Daily Ticker

Sponsored by

A Real Concern For Apple’s Stock: Telecom Carriers Threaten to Kill Subsidies on Phones

Daily Ticker

Apple's (AAPL) stock has pulled back sharply in recent weeks, falling ~10% from a high of $645 to $570.

This is in part due to the spectacular moonshot the stock enjoyed during the fall and winter, when it blasted from $400 to nearly $650. Apple's stock has often sold off after moves like this, and the current pullback may be just more of that behavior.

But, still, a change in trend like Apple's may indicate a fundamental concern. And these fundamental problems often start small and grow in importance over time, dragging the stock down with them.

So it's worth thinking about what investors might be worried about.

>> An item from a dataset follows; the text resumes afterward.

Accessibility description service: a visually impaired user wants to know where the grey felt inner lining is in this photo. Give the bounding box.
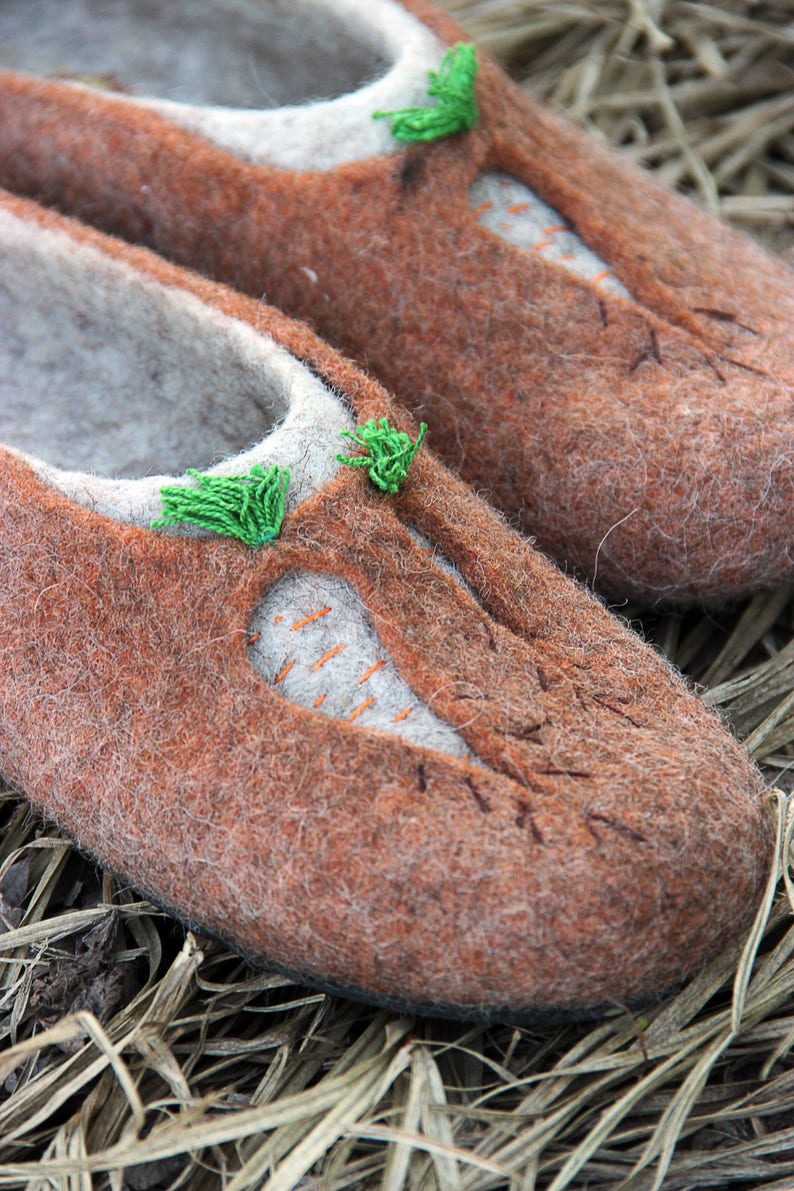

There are still a couple of catalysts that could drive Apple's stock higher this year, namely the launch of the iPhone 5 and the expected debut of the full-fledged Apple TV in the fall. But analysts have begun backing away from the expected launch date of the TV in recent weeks, which may be having some impact.

And there's the broader and more profound concern that, by 2013, Apple's new products will no longer benefit from the firsthand influence of Steve Jobs. Steve worked right up until he died last year, and he likely had a significant influence on this year's product releases. Next year, that won't be the case, and Apple's team will have to demonstrate that it can create the same product magic without Steve.

Both of those are real concerns, but a more immediate one may be this: A concerted effort among some of the world's telecom carriers to reduce the level of handset subsidies that they're giving consumers.

Aaron Troianovski has been doing excellent work on this issue for the Wall Street Journal. Here are some of the facts he has reported and observed:

  • Carriers are adding or increasing upgrade fees for consumers who want to switch phones. AT&T (T) and Sprint (S) doubled their fee to $36, and Verizon (VZ) now charges $30.
  • Carriers are increasing monthly data subscription rates. All else being equal, this means customers will have less money to spend on new phones.
  • In Spain, two of the leading wireless companies--Telefonica (TEF) and Vodafone (VOD) --have stopped subsidizing handsets for new customers. Instead, they're focusing on retaining their existing customers, for whom they do offer subsidies. This will reduce their spending on device subsidies by 25%. (A third operator, Orange, still offers subsidies, and is trying to use this opportunity to gain share. Carriers the world over are watching closely).
  • The stocks of some of the big wireless providers have risen in recent months, while Apple and Google (GOOG) have fallen. This suggests that the market may be concerned about a change in the power balance here.

It's important to understand two things here:

First, the iPhone now accounts for more than 50% of Apple's revenues. So any change in the growth trajectory of the product line will have a big impact on the company's performance.

Second, carriers do not need to eliminate subsidies for there to be a negative impact on the velocity of iPhone sales. Carriers merely have to discourage rapid upgrades and encourage existing customers to keep phones longer.

On this second point, it's worth making a final observation:

The rate at which each generation of iPhones (and other smartphones) improves over the prior generation is slowing. As a result, the benefit to consumers of upgrading to the latest, greatest phone becomes smaller and smaller.

(As an example, I'm still using an iPhone 3GS. I'd certainly like to have a a 4 or 4S or 5, and I'll probably get one eventually. But there's really no rush. The 3GS is excellent. And the software and app upgrades keep improving it without my ever having to upgrade.)

There is still massive growth left in the global smartphone market. The "dumbphone conversion cycle," in which 6 billion cell phones will be converted to smartphones, is still in its early stages. And Apple is still in an excellent position, in part because of the failure of Google to fix the problems with Android.

But the better smartphones get, the less consumers will feel the need to upgrade to a new one every year. And the eagerness to upgrade will be dampened further if carriers really get serious about trying to kick the subsidy addiction.